O cenário na região fronteiriça vinha sendo tenso há algum tempo. Um relatório deste ano da FGV/DAPP já fazia um alerta para eventuais distúrbios:
“Um fator de grande preocupação em Roraima é o surgimento de conflitos pela disputa de emprego, vagas no sistema público de ensino e em hospitais — apenas em fevereiro, foram registrados dois ataques a venezuelanos. (…) A sensação de sobrecarga estaria, portanto, menos ligada a uma piora dos serviços a partir do maior contingente de imigrantes e, sim, mais relacionada a um cenário em que a prefeitura, sem o apoio dos governos estadual e federal para atrair projetos de desenvolvimento econômico para a região, não consegue prover o necessário a uma população majoritariamente desempregada, ou inserida no mercado informal, e pouco instruída”, diz o documento.
A governadora de Roraima, Suely Campos (PP), afirmou que já havia solicitado, desde o ano passado, a presença de mais homens da Força Nacional e apoio para a região fronteiriça. Segundo ela, os repetidos ofícios encaminhados ao governo Temer foram ignorados.
“Roraima vem solicitando da União o aporte de R$ 184 milhões, a título de ressarcimento dos gastos já efetuados pelo estado, para garantir a compra de remédios, materiais de cirurgias, aparelhamento das polícias para enfrentar a onda de violência, e assegurar educação para alunos estrangeiros. É uma quantia significativa para Roraima, mas irrisória para a União. A intervenção militar na Segurança Pública do Rio de Janeiro, por exemplo, foi orçada em R$ 3,2 bilhões”, aponta Suely.
O presidente nacional da OAB, Claudio Lamachia, criticou a gravidade da situação na fronteira. “Nesta semana estive em Boa Vista, capital de Roraima, onde pude presenciar as dificuldades enfrentadas tanto por imigrantes quanto pela população das cidades que hoje são a porta de entrada daqueles que buscam uma condição melhor para sobreviver”, afirmou.
Segundo ele os mais de 800 imigrantes que entram em Roraima todos os dias, “causam uma sobrecarga aos hospitais, tornando ainda mais vulnerável todo o sistema de saúde, além de reflexos no número insuficiente de vagas em escolas e o aumento da criminalidade”.
Para Lamachia, “cabe ao governo federal uma atuação urgente antes que uma tragédia aconteça.
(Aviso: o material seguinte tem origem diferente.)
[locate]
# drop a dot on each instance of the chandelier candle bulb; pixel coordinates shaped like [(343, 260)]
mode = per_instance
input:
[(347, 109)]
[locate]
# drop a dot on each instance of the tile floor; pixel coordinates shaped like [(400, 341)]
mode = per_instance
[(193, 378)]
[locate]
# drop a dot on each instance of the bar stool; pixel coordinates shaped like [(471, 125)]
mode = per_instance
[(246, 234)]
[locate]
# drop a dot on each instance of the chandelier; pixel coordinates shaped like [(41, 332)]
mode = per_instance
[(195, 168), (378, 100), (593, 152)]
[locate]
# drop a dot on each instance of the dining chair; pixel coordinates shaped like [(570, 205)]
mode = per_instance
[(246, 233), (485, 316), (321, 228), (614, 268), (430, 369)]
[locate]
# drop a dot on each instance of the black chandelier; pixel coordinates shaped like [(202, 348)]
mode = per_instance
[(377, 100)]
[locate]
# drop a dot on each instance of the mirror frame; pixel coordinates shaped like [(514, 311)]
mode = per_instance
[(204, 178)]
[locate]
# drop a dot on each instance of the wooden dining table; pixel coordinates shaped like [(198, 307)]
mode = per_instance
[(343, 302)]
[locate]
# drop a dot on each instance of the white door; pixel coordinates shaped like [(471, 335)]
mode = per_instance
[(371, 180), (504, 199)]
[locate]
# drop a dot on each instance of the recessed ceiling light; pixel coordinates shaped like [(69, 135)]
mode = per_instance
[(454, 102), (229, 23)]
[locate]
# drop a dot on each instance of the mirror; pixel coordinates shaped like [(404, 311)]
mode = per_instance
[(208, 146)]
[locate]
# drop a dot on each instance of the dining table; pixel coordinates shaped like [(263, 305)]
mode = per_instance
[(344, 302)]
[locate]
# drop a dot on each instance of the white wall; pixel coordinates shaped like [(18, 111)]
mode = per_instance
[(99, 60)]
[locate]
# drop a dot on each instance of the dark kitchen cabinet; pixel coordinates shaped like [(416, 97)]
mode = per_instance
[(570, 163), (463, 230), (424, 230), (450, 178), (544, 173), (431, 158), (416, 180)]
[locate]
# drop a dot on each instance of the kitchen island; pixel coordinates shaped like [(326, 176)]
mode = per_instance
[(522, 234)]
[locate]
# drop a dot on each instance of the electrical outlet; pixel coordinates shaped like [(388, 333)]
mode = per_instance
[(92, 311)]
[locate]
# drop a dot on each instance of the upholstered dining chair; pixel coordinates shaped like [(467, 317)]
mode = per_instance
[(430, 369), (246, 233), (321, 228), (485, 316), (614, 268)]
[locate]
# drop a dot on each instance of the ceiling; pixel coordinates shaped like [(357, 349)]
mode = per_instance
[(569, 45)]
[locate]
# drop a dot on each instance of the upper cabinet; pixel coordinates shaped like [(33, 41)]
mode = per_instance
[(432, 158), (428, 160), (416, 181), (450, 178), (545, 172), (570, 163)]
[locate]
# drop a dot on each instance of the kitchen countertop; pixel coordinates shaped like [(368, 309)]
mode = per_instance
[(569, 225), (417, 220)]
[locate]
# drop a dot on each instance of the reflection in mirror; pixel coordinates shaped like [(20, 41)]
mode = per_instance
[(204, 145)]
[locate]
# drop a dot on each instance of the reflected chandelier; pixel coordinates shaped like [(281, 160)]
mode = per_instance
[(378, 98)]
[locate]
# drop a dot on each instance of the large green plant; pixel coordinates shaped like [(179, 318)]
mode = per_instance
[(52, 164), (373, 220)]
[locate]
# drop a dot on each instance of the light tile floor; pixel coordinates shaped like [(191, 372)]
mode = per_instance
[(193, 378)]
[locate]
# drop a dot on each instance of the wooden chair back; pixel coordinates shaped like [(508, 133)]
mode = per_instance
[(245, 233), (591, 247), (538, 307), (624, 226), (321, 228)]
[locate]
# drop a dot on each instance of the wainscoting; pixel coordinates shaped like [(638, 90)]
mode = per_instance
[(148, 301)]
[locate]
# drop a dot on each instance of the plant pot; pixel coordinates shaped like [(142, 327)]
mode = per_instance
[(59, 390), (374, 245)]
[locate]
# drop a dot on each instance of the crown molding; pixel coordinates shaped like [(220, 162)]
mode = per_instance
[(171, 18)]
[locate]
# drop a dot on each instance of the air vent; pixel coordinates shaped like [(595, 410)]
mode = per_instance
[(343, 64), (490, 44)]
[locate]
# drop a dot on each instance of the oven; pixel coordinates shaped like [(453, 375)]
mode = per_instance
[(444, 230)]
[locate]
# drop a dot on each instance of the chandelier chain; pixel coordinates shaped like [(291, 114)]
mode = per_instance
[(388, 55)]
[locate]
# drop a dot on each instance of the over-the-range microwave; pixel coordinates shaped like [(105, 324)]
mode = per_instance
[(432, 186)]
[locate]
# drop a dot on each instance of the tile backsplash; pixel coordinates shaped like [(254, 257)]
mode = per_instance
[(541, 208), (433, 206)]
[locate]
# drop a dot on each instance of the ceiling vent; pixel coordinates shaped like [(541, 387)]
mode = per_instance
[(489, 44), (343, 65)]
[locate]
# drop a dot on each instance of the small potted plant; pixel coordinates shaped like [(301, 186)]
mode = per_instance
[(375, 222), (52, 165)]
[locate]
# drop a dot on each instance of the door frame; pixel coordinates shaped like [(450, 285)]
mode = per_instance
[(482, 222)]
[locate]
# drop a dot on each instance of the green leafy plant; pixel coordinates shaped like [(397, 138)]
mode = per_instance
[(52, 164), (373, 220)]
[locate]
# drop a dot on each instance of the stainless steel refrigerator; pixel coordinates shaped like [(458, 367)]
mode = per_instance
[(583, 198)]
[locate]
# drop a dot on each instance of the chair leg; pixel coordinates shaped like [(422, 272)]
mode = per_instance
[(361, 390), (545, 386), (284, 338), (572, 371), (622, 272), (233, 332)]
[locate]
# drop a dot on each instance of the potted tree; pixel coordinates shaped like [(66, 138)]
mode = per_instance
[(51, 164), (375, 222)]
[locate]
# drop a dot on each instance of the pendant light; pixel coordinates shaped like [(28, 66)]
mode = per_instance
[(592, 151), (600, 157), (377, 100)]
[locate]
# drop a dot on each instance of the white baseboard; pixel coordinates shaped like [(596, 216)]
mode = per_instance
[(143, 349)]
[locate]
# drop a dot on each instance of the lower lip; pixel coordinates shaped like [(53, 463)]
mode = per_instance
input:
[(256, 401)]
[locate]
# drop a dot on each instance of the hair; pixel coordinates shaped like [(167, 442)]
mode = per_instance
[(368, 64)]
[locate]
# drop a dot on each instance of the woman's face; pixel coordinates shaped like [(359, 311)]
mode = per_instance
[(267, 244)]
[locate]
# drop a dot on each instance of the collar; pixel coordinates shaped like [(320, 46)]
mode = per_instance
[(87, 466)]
Está claro que o problema vem se agravando pela inoperância das autoridades ao longo desse episódio. O que era uma questão humanitária agora tem forte conotação de segurança. Os Estados precisam se organizar para receber os venezuelanos e dar um exemplo ao mundo de democracia e solidariedade”.
REFUGIO
Na segunda-feira, o governo de Roraima entrou novamente com um pedido no STF para o fechamento da fronteira com a Venezuela. No inicio do mês, a ministra Rosa Weber (STF), já havia indeferido o pedido. “A proteção aos refugiados está intimamente ligada à proteção dos direitos humanos”, destacou a ministra em seu parecer.
Weber alertou ainda que “partir para a solução mais fácil de ‘fechar as portas’, equivalente, na hipótese, a ‘fechar os olhos’ e ‘cruzar os braços”, não deve ser o tratamento para os venezuelanos que buscam refugio em meio a esta grave crise que o país vizinho vive.
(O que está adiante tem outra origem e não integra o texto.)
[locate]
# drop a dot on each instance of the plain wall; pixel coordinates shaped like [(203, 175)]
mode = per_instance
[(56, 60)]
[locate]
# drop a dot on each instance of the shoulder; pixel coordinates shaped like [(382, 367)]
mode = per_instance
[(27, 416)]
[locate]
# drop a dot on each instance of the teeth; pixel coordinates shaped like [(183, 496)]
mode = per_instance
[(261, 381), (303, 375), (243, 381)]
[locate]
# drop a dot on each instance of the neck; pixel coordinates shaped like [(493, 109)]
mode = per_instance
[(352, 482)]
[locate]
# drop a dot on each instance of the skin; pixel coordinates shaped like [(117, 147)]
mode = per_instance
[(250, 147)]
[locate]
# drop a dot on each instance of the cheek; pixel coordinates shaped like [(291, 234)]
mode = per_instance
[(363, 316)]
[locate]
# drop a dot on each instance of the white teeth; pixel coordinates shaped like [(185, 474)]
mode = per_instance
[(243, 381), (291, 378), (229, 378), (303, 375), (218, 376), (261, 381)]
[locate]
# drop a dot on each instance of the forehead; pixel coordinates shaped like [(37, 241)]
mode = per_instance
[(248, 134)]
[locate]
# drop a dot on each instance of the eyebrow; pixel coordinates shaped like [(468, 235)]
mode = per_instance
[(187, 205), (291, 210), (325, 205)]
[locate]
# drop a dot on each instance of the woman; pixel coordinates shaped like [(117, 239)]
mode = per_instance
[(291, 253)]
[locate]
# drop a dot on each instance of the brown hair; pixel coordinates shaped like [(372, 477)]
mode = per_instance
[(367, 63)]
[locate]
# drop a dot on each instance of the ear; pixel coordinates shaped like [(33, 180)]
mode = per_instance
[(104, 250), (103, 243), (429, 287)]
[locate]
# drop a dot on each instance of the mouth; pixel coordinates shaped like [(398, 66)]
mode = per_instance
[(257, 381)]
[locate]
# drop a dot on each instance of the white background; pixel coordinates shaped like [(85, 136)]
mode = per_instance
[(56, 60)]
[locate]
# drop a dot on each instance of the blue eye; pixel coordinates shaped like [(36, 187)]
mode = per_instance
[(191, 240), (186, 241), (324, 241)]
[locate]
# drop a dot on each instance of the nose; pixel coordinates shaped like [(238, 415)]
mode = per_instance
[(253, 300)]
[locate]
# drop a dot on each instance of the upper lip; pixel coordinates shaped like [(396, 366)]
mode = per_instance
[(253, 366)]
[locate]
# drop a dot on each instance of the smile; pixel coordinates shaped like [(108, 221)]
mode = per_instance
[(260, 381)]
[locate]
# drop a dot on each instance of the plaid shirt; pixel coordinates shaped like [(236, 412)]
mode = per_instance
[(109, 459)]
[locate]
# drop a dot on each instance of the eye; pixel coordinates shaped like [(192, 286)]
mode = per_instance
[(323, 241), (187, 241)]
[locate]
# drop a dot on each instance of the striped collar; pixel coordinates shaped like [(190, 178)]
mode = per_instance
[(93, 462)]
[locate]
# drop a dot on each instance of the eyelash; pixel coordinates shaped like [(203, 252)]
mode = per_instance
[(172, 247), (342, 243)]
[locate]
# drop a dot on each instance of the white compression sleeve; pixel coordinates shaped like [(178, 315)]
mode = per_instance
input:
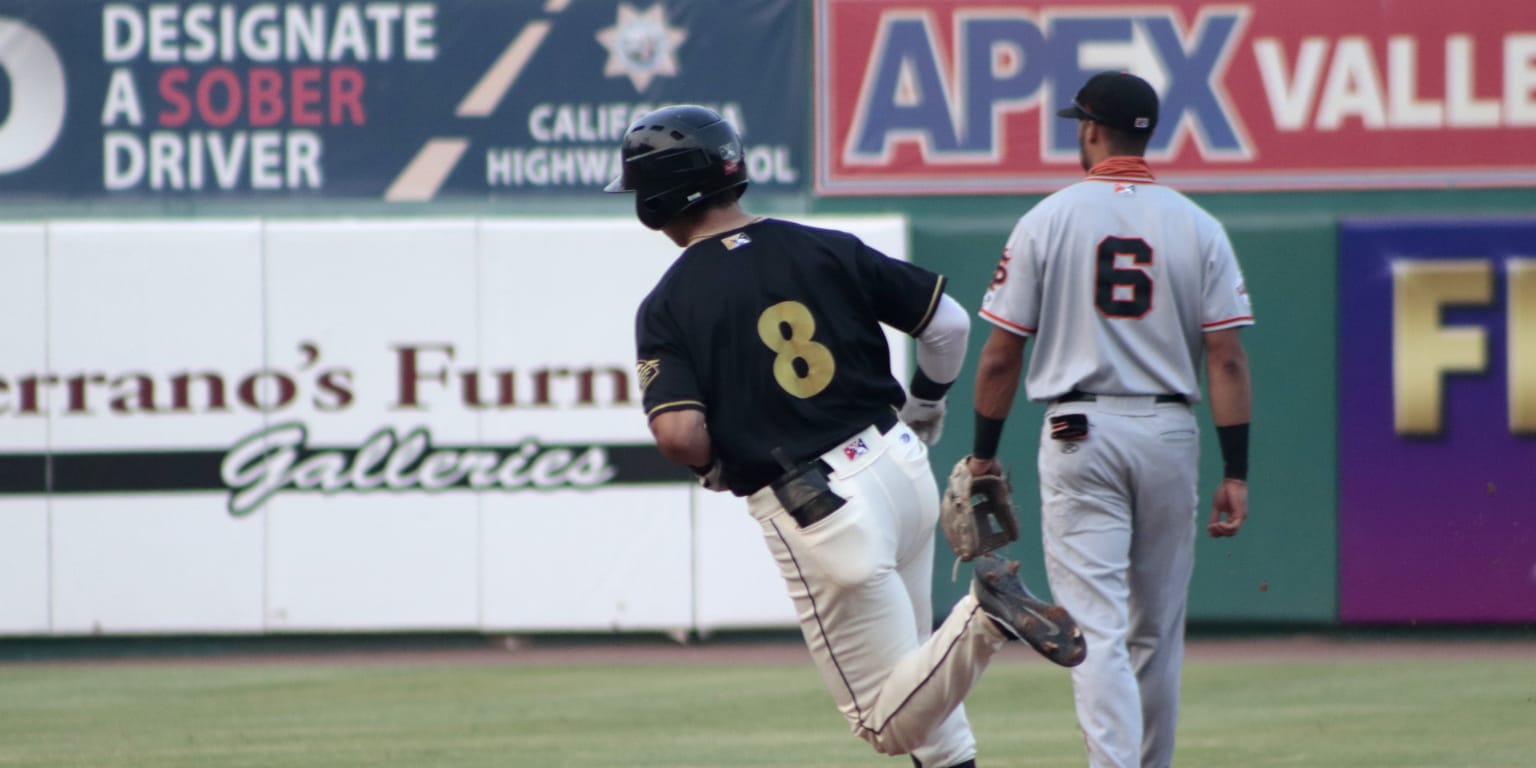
[(940, 346)]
De acordo com a mais recente estimativa da ONU, 2,3 milhões de venezuelanos deixaram o país nos últimos três anos, em um êxodo provocado, sobretudo pela falta de alimentos e medicamentos. O período marcou o agravamento da crise política, econômica e social na Venezuela. Apesar da tensão provocada pela chegada de imigrantes a Roraima, o Brasil não é o país que mais recebeu venezuelanos no período recente, a Colômbia abriga atualmente cerca de 870 mil venezuelanos, enquanto o Peru abriga 400 mil e o Equador, cerca de 110 mil.
Para a ministra, a existência de uma barreira para evitar a entrada de imigrantes “é medida que deflui de todas as normas internacionais a que aderiu o Brasil”.